SUPPORTING STATEMENT – PART B



1.  Description of the Activity


The proposed project will administer the patient safety culture survey as a web-based instrument to a census of all staff, both clinical and non-clinical, working in Continental United States (CONUS) and internationally (OCONUS) Military Health System (MHS) facilities. There are approximately 144,200 MHS staff, military and civilian employees, assigned to military health facilities throughout CONUS and OCONUS (estimate from FY 2018 TRICARE Report to Congress). Of these personnel, approximately 23,000 (about 16%) of the personnel are contractors, local nationals, volunteers or other civilian MHS staff who are not direct employees of the DoD. Based upon the historical overall response rate of approximately 40%, we anticipate 57,680 total completed responses with 9,200 of those completed surveys resulting from individuals who are not direct employees of the DoD (contractors, local nationals, volunteers, other non-DoD MHS staff).

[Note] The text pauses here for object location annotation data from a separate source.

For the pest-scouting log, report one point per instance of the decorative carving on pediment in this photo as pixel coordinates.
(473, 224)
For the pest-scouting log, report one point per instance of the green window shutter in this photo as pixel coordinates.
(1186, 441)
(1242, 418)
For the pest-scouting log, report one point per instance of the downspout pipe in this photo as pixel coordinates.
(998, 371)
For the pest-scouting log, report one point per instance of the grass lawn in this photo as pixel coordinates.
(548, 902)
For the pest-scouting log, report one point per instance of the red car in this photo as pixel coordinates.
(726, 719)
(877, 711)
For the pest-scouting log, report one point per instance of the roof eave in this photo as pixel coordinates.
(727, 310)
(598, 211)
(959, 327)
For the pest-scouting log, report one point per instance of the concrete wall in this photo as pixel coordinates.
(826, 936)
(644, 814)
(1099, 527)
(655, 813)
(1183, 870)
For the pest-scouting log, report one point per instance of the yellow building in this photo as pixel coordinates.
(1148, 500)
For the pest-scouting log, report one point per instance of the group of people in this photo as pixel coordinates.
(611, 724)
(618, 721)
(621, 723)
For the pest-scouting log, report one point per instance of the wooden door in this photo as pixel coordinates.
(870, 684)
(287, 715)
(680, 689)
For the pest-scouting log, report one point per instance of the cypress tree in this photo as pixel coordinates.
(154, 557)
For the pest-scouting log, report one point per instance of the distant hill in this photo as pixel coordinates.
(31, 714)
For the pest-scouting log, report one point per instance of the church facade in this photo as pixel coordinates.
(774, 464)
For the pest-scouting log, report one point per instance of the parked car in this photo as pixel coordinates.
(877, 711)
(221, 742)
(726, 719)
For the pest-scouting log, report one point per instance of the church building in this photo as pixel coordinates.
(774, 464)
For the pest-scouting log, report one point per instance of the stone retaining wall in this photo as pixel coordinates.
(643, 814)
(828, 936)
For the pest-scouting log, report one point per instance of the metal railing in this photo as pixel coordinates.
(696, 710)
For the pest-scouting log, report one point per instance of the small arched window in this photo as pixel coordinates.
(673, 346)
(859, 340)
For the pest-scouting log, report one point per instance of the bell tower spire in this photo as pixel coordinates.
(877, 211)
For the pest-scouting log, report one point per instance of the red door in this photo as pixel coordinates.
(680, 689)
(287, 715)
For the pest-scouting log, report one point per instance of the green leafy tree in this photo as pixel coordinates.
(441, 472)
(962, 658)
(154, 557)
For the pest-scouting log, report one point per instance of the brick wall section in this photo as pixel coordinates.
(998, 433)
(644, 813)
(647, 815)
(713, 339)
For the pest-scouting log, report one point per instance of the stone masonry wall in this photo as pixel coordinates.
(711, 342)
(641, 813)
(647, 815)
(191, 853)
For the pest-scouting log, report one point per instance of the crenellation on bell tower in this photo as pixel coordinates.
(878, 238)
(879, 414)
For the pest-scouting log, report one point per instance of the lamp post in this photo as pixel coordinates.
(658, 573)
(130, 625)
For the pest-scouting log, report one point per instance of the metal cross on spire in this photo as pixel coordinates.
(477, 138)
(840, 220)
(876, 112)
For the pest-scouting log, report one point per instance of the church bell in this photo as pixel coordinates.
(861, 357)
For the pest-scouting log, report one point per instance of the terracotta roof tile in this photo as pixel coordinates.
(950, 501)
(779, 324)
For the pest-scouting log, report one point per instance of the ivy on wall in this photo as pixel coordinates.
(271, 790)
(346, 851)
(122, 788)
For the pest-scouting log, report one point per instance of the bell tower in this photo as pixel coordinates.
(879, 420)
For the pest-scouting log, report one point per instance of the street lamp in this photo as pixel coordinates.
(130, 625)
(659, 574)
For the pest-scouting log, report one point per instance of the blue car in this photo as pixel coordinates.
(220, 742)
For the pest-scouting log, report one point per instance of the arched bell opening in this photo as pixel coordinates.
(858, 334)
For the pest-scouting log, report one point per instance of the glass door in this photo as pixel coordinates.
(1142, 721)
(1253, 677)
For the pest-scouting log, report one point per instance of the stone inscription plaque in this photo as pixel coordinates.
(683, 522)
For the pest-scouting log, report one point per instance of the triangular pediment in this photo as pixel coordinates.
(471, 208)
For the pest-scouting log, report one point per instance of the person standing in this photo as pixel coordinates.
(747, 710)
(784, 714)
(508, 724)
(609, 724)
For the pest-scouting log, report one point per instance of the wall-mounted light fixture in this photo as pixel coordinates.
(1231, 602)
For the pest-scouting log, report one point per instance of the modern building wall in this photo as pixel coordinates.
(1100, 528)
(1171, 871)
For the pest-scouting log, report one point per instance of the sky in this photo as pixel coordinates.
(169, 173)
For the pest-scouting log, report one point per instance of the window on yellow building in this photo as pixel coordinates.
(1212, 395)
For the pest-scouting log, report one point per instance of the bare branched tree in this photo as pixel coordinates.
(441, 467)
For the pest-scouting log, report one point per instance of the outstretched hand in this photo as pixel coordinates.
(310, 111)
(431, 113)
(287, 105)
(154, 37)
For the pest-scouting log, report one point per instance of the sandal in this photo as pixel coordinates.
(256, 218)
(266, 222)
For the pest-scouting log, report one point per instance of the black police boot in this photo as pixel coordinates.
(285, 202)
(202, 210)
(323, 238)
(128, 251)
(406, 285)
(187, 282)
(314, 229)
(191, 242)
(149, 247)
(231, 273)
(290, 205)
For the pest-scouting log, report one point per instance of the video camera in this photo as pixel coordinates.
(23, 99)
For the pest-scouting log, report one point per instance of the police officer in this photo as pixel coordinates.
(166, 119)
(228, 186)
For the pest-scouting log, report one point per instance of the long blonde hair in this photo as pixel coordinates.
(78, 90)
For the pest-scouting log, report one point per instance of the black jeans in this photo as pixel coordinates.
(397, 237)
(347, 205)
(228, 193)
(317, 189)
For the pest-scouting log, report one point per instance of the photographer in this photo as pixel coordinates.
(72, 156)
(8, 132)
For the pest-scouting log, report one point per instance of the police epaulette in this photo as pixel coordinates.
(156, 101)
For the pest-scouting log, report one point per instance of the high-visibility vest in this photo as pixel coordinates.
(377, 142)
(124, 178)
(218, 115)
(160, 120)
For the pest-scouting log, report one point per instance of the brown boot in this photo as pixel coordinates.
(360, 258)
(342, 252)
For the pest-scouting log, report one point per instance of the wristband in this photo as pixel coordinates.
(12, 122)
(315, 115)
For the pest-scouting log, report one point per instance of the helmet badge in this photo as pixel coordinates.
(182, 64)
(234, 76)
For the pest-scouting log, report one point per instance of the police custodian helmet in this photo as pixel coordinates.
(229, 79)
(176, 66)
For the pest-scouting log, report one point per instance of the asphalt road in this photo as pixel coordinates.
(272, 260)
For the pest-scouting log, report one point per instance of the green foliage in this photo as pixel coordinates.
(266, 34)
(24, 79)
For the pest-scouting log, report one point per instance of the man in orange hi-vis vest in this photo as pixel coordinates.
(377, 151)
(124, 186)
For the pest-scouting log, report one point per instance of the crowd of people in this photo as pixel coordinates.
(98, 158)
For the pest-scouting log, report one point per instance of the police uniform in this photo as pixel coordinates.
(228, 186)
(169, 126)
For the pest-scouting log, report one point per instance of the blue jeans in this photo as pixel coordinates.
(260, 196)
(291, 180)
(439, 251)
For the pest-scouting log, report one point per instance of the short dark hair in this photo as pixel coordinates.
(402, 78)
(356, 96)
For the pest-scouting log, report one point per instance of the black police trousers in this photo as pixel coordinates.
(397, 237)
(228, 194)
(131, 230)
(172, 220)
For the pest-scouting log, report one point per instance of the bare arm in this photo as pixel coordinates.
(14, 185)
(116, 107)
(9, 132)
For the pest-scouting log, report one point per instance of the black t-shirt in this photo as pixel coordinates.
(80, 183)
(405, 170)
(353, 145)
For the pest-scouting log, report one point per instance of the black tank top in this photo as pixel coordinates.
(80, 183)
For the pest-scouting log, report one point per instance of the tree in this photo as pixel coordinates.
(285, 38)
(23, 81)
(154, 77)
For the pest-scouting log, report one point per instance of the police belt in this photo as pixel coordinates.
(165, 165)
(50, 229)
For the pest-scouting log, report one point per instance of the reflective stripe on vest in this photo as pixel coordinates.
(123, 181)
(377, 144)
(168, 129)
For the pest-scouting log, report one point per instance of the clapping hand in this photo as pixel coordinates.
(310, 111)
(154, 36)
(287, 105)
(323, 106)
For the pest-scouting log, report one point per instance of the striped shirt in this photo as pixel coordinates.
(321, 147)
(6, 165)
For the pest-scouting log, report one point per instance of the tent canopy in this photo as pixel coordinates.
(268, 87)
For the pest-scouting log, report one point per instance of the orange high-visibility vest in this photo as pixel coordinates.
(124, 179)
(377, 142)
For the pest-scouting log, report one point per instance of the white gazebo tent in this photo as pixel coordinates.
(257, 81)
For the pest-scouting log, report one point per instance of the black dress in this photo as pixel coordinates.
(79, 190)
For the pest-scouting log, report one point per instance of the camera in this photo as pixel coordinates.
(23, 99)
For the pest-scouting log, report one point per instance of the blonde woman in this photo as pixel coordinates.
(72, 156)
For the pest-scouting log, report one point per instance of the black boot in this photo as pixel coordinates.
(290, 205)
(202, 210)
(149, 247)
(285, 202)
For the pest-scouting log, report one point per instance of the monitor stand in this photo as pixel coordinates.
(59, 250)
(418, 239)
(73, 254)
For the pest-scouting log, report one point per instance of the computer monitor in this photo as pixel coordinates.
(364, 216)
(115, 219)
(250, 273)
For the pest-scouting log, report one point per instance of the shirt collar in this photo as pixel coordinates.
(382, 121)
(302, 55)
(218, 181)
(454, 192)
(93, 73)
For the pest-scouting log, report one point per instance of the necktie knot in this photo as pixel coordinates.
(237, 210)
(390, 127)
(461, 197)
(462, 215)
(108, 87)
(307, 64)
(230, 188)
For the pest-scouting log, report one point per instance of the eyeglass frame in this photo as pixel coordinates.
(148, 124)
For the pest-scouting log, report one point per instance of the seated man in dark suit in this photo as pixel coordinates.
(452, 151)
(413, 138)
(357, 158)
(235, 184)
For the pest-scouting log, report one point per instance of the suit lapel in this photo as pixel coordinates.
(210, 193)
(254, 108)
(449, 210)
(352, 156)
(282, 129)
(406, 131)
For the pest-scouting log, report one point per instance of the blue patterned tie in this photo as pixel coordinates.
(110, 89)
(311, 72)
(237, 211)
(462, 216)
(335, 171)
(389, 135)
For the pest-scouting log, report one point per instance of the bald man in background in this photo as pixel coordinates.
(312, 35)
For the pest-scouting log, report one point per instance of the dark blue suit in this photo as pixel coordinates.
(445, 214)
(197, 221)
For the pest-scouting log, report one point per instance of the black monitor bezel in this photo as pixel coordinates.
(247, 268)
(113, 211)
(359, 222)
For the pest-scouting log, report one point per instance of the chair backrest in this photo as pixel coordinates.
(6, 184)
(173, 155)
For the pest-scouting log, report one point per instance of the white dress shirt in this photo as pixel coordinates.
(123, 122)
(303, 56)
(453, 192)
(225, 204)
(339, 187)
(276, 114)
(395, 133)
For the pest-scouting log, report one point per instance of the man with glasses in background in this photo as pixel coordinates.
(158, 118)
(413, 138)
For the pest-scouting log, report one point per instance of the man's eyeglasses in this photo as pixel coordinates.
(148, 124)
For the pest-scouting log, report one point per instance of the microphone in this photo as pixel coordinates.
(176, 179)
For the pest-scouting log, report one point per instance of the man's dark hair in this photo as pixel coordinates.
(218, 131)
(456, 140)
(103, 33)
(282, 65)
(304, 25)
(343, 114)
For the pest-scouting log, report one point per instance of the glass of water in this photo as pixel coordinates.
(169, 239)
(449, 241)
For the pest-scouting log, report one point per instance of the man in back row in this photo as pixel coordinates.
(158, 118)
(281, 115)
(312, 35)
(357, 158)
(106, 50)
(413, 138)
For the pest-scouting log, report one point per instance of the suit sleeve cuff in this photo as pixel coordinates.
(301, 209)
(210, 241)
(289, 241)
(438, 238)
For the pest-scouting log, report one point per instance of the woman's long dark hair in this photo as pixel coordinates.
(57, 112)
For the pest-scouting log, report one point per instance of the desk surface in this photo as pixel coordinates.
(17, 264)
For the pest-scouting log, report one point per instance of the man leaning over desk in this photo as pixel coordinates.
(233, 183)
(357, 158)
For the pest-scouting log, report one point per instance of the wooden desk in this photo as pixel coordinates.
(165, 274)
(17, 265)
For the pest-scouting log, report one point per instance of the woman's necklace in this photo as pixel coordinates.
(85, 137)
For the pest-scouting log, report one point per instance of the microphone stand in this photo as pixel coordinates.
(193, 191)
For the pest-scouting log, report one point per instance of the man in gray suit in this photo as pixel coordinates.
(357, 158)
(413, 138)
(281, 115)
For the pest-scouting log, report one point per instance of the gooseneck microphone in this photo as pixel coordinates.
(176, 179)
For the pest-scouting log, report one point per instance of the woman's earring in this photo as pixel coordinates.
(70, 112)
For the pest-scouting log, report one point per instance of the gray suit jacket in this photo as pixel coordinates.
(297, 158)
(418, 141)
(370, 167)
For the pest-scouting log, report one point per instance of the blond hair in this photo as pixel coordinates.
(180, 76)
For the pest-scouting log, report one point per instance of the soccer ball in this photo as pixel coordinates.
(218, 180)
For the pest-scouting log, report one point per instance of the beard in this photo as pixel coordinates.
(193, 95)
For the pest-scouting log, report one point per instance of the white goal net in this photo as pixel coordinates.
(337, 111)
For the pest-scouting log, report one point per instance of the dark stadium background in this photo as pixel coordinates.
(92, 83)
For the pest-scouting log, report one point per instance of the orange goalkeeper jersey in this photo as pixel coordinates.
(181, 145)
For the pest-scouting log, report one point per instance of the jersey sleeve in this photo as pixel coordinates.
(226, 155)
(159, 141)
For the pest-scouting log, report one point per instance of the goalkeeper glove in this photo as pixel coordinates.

The survey takes about 10 minutes to complete. All survey responses are voluntary and will be individually anonymous; only group-level results will be tabulated to protect individual anonymity.


While we recognize the OMB guidance requests a description of how non-response bias will be addressed, conducting a non-response analysis in this case is not feasible. Because no sampling frame of the population will be created, and the population universe is somewhat unknown, it is difficult if not infeasible to compare respondents to non-respondents. Additionally, because of the sensitivity of the survey topic, the Patient Safety Program places emphasis on anonymity; to ensure this anonymity, each Military Treatment Facility (MTF) is responsible for distributing the survey link to staff members rather than the contractor receiving a sampling frame and distributing survey invitations. Each MTF reports the total number of staff eligible to take the survey so that a response rate can be calculated, but no demographic information or any other characteristics are provided. We will take the measures described elsewhere in this document to encourage a high response rate and will calculate response rates at the population level.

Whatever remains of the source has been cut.